確かに,素晴らしい内容だったと思います。私自身も京都や福島(会津)へ実際に行き,新選組ゆかりの地を旅したことがありましたから,「ああ,そうだったなあ。」という感じで,合点のいった記述も多くありました。写真も多く掲載されています。
この本のブックカバーには,次のような記載がありました。
「数多くの映画やドラマ、小説になり、幕末激動の歴史を彩る『新選組』。しかし屈指の剣豪集団も、時代の流れには抗えなかった。本書は、新選組を描いて当代屈指の作家が、その結成から最盛期の活躍、やがて内部抗争を経て、時局の変転による敗退のすえに瓦解していく流れを、ゆかりの地を丹念に踏査して解説。新選組の全体像、時代のなかでの位置づけがよくわかる決定版。

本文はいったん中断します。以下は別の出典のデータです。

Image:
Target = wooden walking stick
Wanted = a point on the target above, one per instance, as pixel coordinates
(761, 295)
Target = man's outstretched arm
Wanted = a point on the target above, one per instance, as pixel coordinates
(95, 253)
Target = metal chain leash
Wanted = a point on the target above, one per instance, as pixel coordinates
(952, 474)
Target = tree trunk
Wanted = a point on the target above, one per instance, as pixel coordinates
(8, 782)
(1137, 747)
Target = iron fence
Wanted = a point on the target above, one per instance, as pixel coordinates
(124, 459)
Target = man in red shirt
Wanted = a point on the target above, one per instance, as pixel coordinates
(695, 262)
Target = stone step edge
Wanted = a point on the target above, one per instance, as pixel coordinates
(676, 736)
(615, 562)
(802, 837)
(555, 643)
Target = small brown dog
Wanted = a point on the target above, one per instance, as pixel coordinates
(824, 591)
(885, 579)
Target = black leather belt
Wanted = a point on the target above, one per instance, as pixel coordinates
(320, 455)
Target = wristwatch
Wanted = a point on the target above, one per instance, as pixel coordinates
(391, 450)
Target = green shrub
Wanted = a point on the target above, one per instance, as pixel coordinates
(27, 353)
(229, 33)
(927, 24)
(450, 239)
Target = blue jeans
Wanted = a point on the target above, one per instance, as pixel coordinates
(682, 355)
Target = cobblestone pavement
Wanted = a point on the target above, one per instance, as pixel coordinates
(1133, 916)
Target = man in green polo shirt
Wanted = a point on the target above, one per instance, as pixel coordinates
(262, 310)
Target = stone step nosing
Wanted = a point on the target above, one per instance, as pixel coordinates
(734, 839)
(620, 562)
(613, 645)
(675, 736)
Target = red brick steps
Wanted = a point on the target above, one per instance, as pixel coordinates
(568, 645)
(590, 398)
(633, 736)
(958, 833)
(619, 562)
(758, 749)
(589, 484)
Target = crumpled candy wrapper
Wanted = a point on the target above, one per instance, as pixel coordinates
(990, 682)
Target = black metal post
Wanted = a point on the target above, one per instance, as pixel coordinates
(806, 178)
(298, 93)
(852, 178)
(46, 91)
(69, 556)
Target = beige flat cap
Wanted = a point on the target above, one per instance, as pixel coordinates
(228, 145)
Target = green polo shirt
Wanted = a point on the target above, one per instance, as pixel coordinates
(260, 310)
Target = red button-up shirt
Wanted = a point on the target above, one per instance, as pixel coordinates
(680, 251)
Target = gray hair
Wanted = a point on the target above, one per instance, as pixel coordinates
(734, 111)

」とあります。
それにしても,新選組関係の書物を読みますと,やはり何か切なくなります。幕末動乱期にはもう既に鉄砲,大砲などの火器が主流であり,また時代の流れ(佐幕攘夷の方向ではなく尊皇攘夷,倒幕の方向)などからしますと,剣豪集団が次第に追い詰められていってしまうのであり,何とも切ないのでありますよ。
それでも新選組ファンは根強く世に存在します。著者の最終章での締めくくりの文章は,次のようなものでした。
「あれはいつのことだったか、私が別の用事で板橋に行ったついでにこの墓碑(新選組隊士供養塔のこと)を訪ねると、セーラー服姿の可愛らしい娘さんがその前を通りかかった。彼女はぴたりと歩みを止め、きちんと供養塔に一礼して去っていったものであった。小著が、私の記憶のなかにあるこの人のような新選組ファンの水先案内になってくれるとありがたい。」